'This is our community': Musicians and audiences connect virtually during pandemic
Venues may be closed due to the coronavirus, but there is still a lot happening virtually in the music scene.
Locally, Town Hall Seattle and Earshot Jazz are livestreaming a weekly series on Saturdays featuring local artists. Cafe Racer also has taken its more avant garde improvisational sessions onto the Zoom videoconferencing platform. Jazz fans can even watch a virtual festival through April 7 that benefits New York musicians.
Musicians have been circulating virtual concerts since the early days of social distancing last month. But as worries over COVID-19 grow and restrictions become stricter, the process has evolved, says KNKX jazz host Abe Beeson, who hosts The New Cool on Saturdays.

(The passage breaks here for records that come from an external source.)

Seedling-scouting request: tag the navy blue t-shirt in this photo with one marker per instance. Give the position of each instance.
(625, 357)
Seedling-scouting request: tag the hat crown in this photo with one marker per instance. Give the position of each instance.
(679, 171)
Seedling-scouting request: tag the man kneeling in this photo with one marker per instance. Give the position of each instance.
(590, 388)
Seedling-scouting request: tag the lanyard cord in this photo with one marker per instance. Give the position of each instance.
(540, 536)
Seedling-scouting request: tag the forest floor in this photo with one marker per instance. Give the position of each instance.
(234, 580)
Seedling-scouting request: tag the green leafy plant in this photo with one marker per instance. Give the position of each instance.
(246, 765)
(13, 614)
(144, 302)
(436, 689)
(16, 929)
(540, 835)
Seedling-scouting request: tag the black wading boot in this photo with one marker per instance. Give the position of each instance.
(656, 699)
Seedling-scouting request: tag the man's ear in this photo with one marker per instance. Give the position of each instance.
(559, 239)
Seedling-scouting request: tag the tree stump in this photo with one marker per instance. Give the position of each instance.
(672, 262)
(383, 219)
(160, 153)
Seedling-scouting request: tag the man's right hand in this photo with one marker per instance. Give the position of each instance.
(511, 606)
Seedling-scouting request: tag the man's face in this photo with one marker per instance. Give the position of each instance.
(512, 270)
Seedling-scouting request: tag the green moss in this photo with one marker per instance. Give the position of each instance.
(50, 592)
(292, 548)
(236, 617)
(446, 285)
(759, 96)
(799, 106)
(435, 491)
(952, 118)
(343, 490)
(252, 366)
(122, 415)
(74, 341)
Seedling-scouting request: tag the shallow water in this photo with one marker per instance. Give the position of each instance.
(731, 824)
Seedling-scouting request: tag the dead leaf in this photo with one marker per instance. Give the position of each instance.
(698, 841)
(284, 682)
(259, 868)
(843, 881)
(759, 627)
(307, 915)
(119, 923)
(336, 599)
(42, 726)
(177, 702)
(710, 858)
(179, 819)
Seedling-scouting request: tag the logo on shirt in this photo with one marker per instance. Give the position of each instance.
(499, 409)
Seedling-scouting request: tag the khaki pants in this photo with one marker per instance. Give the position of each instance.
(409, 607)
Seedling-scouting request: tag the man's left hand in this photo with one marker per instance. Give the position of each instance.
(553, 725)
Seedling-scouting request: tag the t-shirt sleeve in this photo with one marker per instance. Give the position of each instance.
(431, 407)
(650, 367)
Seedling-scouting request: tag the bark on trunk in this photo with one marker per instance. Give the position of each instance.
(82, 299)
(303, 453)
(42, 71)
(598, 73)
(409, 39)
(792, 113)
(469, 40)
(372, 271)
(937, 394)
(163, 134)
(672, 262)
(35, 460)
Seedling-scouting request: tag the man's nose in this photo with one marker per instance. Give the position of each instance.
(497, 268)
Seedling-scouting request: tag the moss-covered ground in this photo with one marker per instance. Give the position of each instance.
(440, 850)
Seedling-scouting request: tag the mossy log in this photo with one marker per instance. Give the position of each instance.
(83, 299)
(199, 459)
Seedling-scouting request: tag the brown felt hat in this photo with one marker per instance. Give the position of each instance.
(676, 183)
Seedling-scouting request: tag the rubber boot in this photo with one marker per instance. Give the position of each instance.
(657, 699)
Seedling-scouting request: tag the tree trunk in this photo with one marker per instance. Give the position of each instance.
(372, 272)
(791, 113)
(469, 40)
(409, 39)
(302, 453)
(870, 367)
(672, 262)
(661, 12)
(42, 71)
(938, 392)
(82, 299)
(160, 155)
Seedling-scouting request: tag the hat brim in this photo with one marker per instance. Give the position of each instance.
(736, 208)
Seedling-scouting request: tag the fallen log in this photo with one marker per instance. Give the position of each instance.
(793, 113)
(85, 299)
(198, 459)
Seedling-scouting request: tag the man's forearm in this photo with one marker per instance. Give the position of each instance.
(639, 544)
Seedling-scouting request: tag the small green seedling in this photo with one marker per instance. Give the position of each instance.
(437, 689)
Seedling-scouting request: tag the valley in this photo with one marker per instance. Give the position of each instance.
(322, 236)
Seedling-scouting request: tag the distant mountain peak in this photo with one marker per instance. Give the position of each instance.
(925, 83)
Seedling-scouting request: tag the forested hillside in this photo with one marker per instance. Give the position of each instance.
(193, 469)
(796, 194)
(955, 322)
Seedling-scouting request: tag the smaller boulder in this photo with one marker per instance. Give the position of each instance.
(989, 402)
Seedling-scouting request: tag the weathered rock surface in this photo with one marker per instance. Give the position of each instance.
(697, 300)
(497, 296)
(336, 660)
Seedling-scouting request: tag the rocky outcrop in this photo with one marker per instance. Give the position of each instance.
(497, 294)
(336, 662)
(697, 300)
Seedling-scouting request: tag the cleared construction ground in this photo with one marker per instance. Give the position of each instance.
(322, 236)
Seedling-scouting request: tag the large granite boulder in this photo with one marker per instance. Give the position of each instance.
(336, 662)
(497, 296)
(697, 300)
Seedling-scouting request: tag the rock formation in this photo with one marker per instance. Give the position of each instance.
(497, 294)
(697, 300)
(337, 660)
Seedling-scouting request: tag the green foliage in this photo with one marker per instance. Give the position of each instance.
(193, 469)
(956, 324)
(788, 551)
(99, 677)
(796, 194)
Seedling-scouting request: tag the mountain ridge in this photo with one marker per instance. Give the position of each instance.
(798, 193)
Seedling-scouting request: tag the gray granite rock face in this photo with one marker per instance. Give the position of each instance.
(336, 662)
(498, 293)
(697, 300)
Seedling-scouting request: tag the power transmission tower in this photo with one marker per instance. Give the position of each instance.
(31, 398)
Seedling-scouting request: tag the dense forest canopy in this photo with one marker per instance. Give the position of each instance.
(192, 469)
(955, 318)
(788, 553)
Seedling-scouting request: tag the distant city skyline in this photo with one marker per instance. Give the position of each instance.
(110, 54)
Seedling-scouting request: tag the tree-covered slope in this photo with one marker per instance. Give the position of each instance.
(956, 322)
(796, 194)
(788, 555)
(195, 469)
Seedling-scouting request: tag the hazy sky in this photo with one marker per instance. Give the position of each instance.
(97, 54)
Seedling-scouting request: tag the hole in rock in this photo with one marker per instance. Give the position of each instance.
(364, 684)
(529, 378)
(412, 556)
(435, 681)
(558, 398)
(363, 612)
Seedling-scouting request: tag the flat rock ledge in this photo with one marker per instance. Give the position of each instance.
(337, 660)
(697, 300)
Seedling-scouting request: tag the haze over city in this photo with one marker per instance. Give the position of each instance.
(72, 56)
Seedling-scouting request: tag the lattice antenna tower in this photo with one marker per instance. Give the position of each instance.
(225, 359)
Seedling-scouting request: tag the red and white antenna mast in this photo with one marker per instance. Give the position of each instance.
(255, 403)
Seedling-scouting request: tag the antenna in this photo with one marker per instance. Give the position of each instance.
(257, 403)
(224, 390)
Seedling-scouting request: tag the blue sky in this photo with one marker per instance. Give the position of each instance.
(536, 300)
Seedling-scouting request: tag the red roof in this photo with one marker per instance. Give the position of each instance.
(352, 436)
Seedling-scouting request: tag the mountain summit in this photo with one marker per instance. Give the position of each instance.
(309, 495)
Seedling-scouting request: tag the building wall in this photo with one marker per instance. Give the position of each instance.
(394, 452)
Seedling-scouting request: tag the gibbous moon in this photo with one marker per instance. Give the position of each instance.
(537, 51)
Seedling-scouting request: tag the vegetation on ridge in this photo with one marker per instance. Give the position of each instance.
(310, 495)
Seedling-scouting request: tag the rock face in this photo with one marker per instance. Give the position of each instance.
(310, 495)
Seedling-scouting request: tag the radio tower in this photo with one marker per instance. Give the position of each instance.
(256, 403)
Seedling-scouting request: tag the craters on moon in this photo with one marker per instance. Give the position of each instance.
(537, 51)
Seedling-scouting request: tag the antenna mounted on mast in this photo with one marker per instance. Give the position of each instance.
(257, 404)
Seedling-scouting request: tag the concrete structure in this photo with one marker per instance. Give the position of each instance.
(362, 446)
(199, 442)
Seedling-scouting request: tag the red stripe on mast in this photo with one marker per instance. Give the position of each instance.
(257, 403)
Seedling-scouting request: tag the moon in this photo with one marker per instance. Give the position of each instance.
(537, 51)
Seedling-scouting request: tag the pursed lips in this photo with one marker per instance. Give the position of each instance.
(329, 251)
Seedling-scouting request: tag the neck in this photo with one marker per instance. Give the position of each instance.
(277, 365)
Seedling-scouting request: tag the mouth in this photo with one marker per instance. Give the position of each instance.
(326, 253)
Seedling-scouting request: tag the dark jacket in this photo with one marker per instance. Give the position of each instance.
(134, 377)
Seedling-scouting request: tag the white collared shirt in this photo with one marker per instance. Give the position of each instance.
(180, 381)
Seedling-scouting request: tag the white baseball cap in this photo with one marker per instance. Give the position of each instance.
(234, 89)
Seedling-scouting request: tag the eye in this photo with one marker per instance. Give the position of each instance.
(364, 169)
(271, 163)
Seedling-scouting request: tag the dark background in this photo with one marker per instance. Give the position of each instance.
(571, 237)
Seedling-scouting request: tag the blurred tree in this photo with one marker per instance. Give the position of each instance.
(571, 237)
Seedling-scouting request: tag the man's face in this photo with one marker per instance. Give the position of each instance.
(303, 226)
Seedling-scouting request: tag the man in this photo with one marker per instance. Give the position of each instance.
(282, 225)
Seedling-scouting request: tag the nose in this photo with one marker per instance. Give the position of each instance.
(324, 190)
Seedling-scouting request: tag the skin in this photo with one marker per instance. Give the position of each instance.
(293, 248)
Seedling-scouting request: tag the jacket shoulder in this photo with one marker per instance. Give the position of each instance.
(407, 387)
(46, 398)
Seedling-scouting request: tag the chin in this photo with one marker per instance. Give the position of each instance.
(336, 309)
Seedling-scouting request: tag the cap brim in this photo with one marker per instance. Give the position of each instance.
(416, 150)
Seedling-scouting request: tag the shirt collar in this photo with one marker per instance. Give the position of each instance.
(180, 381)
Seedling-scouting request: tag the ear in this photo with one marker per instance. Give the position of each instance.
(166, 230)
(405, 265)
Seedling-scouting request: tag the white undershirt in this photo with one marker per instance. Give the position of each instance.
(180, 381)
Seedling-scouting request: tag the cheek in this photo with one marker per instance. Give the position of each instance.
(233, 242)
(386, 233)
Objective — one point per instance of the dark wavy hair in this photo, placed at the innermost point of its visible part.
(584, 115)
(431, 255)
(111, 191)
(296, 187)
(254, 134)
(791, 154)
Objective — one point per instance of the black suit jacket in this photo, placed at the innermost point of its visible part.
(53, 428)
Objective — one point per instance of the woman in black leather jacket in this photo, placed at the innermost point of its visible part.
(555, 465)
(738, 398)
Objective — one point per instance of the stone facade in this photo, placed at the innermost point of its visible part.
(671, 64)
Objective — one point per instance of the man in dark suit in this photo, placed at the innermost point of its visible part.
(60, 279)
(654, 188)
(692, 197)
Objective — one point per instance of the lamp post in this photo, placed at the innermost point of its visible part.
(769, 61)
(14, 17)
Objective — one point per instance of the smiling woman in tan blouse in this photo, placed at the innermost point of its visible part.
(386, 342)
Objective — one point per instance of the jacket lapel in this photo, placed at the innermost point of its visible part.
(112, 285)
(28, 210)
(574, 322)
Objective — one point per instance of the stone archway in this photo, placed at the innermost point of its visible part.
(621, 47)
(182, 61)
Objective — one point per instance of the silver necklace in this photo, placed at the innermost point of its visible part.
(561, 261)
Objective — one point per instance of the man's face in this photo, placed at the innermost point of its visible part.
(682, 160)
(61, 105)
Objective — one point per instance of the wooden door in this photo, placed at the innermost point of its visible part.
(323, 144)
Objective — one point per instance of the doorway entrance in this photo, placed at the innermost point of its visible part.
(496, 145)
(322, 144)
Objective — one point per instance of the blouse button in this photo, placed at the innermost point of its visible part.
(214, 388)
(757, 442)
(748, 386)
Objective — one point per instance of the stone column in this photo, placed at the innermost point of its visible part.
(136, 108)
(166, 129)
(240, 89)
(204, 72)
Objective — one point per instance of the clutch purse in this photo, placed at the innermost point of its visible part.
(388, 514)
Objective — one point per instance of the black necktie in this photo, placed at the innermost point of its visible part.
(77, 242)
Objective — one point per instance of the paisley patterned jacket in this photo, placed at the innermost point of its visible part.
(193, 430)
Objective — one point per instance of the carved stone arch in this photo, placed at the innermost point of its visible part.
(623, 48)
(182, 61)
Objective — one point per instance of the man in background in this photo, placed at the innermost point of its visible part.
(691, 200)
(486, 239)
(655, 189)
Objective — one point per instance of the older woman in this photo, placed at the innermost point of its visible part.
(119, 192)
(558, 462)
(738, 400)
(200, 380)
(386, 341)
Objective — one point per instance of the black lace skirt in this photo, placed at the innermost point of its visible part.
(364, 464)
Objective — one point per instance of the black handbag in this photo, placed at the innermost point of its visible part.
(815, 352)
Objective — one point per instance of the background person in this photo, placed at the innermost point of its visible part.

"When the quarantine began, there were a lot of artists saying 'Hey let's put our band in a room or maybe even at a club, and we'll just livestream that to our fans,'" Beeson said. "As the pandemic has gone on, artists are thinking more and more seriously about whether that's even a good idea to bring even a band together."
Despite the challenges, Beeson says this kind of creativity is important. Many of these streams provide ways for viewers to compensate the artists, helping to make up for lost revenue from canceled gigs.
"For the musicians and their audience, people like me, this is our community," Beeson said. "So it's really important for us to find some way to stay connected too."